Combining the spirit of a traditional Moroccan garden and contemporary inventive design with Berber soul, the new Le Jardin, created by Spanish landscaper Luis Vallejo, engulfs you from the moment you enter the driveway. The various elements of the new gardens work together beautifully, revealing the beauty not only of the planting, but also the spaces. A grid of olive trees recalls the structure of historic gardens whilst palm groves create shady zones, perfect for relaxing afternoons with a good book. Date palms, a traditional fruit in Arabia, rise above the ramparts giving way to ponds brimming with wildlife. Perfumed with the scent of orange-flower by day and jasmine by night, the new Le Jardin also has its own swimming pool and restaurant.

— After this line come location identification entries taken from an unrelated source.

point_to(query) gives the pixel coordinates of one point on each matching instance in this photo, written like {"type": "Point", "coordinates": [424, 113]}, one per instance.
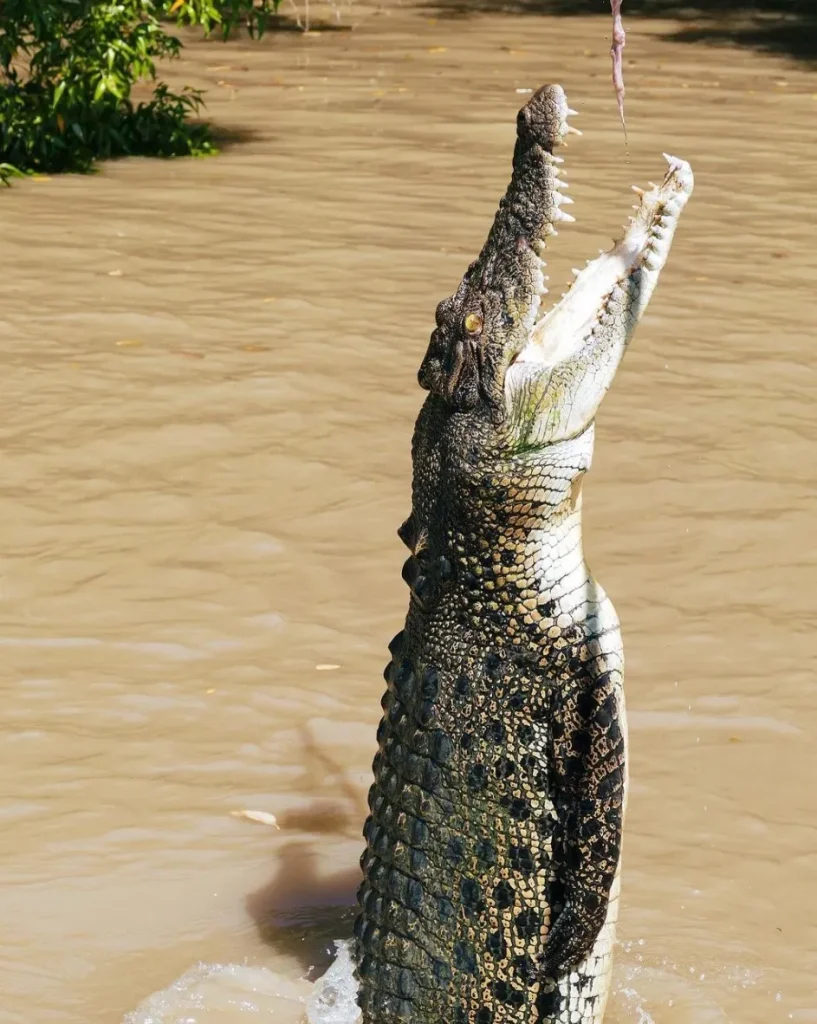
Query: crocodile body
{"type": "Point", "coordinates": [490, 873]}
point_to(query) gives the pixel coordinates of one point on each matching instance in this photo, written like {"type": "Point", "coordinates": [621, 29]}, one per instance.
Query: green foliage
{"type": "Point", "coordinates": [68, 69]}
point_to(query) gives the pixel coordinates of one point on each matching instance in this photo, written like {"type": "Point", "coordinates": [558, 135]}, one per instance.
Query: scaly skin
{"type": "Point", "coordinates": [493, 845]}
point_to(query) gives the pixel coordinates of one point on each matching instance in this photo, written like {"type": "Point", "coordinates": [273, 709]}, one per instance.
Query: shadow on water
{"type": "Point", "coordinates": [783, 27]}
{"type": "Point", "coordinates": [227, 136]}
{"type": "Point", "coordinates": [301, 910]}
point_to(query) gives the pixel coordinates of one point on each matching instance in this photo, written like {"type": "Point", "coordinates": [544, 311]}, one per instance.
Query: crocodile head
{"type": "Point", "coordinates": [535, 377]}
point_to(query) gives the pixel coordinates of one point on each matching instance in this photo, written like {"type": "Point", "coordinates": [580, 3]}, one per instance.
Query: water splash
{"type": "Point", "coordinates": [225, 992]}
{"type": "Point", "coordinates": [335, 996]}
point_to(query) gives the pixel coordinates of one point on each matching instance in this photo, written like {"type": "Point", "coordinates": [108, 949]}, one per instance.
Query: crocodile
{"type": "Point", "coordinates": [492, 848]}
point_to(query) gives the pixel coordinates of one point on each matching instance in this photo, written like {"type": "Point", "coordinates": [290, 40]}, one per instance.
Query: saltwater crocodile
{"type": "Point", "coordinates": [492, 848]}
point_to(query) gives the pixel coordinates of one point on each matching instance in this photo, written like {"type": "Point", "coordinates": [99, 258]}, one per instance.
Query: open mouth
{"type": "Point", "coordinates": [616, 284]}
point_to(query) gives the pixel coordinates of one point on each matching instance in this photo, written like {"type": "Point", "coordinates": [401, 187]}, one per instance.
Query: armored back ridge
{"type": "Point", "coordinates": [493, 843]}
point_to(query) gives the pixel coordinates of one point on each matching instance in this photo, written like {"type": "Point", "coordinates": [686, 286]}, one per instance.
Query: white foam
{"type": "Point", "coordinates": [223, 993]}
{"type": "Point", "coordinates": [334, 999]}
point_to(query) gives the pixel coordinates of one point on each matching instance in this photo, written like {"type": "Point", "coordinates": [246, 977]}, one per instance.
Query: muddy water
{"type": "Point", "coordinates": [208, 393]}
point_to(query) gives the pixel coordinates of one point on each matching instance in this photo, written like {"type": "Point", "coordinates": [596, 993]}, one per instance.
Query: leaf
{"type": "Point", "coordinates": [262, 817]}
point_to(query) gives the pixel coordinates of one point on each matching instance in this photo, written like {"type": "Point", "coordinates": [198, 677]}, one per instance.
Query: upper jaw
{"type": "Point", "coordinates": [642, 251]}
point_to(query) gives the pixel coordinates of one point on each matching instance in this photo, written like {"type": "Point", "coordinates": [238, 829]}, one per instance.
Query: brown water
{"type": "Point", "coordinates": [209, 390]}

Days can be spent in one of the seven poolside huts, each with delightful main sitting rooms, opening onto a poolside terrace, decorate in a style that is a both contemporary yet minimal. The designer has left no stone unturned creating a space perfect for hours of relaxation by the water’s edge. Sun decks and shaded zones furnished in hues of grey, beige and burnt sienna surround the centre-piece, the 30 meter swimming pool, with the nearby restaurant offering a pop of colour with carefully placed orange chairs on the outdoor terrace. The butler service is remarkable, acting as a guardian angel throughout the stay. With the hotel connected by an ingenious system of underground tunnels, staff can access the riads swiftly and discreetly, invisibly ensuring comfort as well as privacy.

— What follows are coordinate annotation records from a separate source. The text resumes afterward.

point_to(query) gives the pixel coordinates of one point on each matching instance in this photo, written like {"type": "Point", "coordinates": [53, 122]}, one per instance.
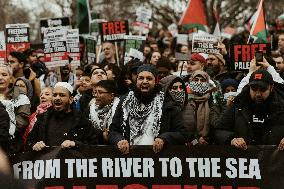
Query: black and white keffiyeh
{"type": "Point", "coordinates": [101, 118]}
{"type": "Point", "coordinates": [140, 116]}
{"type": "Point", "coordinates": [10, 106]}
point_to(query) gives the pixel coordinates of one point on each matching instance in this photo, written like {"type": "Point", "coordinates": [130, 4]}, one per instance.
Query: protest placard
{"type": "Point", "coordinates": [63, 22]}
{"type": "Point", "coordinates": [142, 23]}
{"type": "Point", "coordinates": [72, 44]}
{"type": "Point", "coordinates": [209, 167]}
{"type": "Point", "coordinates": [205, 43]}
{"type": "Point", "coordinates": [94, 26]}
{"type": "Point", "coordinates": [17, 37]}
{"type": "Point", "coordinates": [113, 31]}
{"type": "Point", "coordinates": [2, 48]}
{"type": "Point", "coordinates": [182, 56]}
{"type": "Point", "coordinates": [55, 51]}
{"type": "Point", "coordinates": [242, 54]}
{"type": "Point", "coordinates": [133, 47]}
{"type": "Point", "coordinates": [182, 39]}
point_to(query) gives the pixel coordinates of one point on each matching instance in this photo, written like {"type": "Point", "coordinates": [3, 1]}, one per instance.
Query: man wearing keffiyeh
{"type": "Point", "coordinates": [143, 118]}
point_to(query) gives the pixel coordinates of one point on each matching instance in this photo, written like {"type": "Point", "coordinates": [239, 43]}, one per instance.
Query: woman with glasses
{"type": "Point", "coordinates": [103, 106]}
{"type": "Point", "coordinates": [175, 93]}
{"type": "Point", "coordinates": [17, 104]}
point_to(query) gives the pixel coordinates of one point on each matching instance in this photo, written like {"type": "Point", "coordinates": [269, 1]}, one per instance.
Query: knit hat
{"type": "Point", "coordinates": [29, 86]}
{"type": "Point", "coordinates": [220, 57]}
{"type": "Point", "coordinates": [64, 85]}
{"type": "Point", "coordinates": [261, 78]}
{"type": "Point", "coordinates": [149, 68]}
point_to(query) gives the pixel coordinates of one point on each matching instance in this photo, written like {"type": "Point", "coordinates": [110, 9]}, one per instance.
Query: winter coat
{"type": "Point", "coordinates": [236, 121]}
{"type": "Point", "coordinates": [172, 129]}
{"type": "Point", "coordinates": [4, 127]}
{"type": "Point", "coordinates": [81, 131]}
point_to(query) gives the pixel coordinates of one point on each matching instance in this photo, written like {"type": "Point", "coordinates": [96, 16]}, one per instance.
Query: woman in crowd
{"type": "Point", "coordinates": [17, 104]}
{"type": "Point", "coordinates": [103, 107]}
{"type": "Point", "coordinates": [26, 87]}
{"type": "Point", "coordinates": [155, 57]}
{"type": "Point", "coordinates": [199, 90]}
{"type": "Point", "coordinates": [45, 103]}
{"type": "Point", "coordinates": [97, 75]}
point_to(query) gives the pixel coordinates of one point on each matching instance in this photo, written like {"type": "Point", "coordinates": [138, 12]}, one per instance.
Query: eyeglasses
{"type": "Point", "coordinates": [211, 59]}
{"type": "Point", "coordinates": [176, 87]}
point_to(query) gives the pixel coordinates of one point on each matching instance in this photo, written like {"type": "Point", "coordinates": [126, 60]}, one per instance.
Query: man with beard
{"type": "Point", "coordinates": [257, 115]}
{"type": "Point", "coordinates": [61, 125]}
{"type": "Point", "coordinates": [143, 117]}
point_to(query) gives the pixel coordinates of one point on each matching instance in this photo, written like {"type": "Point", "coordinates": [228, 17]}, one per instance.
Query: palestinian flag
{"type": "Point", "coordinates": [258, 30]}
{"type": "Point", "coordinates": [194, 16]}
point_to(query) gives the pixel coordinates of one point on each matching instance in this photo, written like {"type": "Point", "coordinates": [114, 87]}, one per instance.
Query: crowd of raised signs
{"type": "Point", "coordinates": [200, 99]}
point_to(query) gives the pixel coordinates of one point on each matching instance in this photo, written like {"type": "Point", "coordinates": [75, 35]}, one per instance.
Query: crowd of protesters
{"type": "Point", "coordinates": [157, 102]}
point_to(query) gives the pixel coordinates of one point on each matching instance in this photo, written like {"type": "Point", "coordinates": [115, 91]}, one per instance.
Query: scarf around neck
{"type": "Point", "coordinates": [140, 116]}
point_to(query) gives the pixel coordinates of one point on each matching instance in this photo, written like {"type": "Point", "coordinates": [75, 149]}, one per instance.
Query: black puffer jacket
{"type": "Point", "coordinates": [4, 127]}
{"type": "Point", "coordinates": [236, 121]}
{"type": "Point", "coordinates": [81, 130]}
{"type": "Point", "coordinates": [172, 128]}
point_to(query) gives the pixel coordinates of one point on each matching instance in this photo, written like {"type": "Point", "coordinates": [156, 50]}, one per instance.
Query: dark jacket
{"type": "Point", "coordinates": [236, 121]}
{"type": "Point", "coordinates": [81, 131]}
{"type": "Point", "coordinates": [187, 109]}
{"type": "Point", "coordinates": [4, 127]}
{"type": "Point", "coordinates": [172, 128]}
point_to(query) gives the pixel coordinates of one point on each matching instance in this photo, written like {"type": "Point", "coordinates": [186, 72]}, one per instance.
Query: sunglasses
{"type": "Point", "coordinates": [211, 59]}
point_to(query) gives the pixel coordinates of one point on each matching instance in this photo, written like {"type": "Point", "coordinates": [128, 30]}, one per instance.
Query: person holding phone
{"type": "Point", "coordinates": [256, 65]}
{"type": "Point", "coordinates": [257, 115]}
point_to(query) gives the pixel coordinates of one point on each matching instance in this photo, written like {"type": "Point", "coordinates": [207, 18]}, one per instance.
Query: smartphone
{"type": "Point", "coordinates": [258, 57]}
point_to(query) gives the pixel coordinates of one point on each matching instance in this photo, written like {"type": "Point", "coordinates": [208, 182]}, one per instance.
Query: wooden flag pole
{"type": "Point", "coordinates": [116, 52]}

Outside of hotel life, there is so much to see and do. They say you haven’t really been to Marrakech until you’ve got lost in the souqs, a tip I definitely agree with! Djemaa el Fna, home to snake charmers and storytellers, draws the crowds for its character, charm and chaos. Here you can learn about astrology, shop the nearby souqs for local trinkets and watch the crowds whilst enjoying a mint tea in a café.

All visits to this cultural hub should entail a trip to the Jardin Majorelle, a botanical garden once owned by Yves Saint Laurent, which provides colourful and shady retreat from the manic city centre. Spend a blissful few hours drinking in the vibrant colours of the beautiful plants and the giant palms, marked as one of the many wonders of Marrakech.

Take a walk through the tangled angles and see the craftsman with their centuries-old silks, trinkets and carpets. Slippers, also known as Babouche, are popular purchases in this part of the world and the Ironwork is definitely something to be admired. In Mouassine, young designers are trailblazing contemporary clothes shops in historic foundouks, whilst at Souk Cherifa, a market within a market, you can pick up Berber-style beanies, personalised straw hats and printed purses, all tailored to the latest trends.

Hot air ballooning is another a popular pastime, and over the past 20 years, thanks to the blue skies and infrequent rain, the city has emerged as a destination for balloon trips. Taking in what is undoubtedly the best view of the Atlas Mountains doesn’t come cheap, but I would definitely agree that it is money well spent.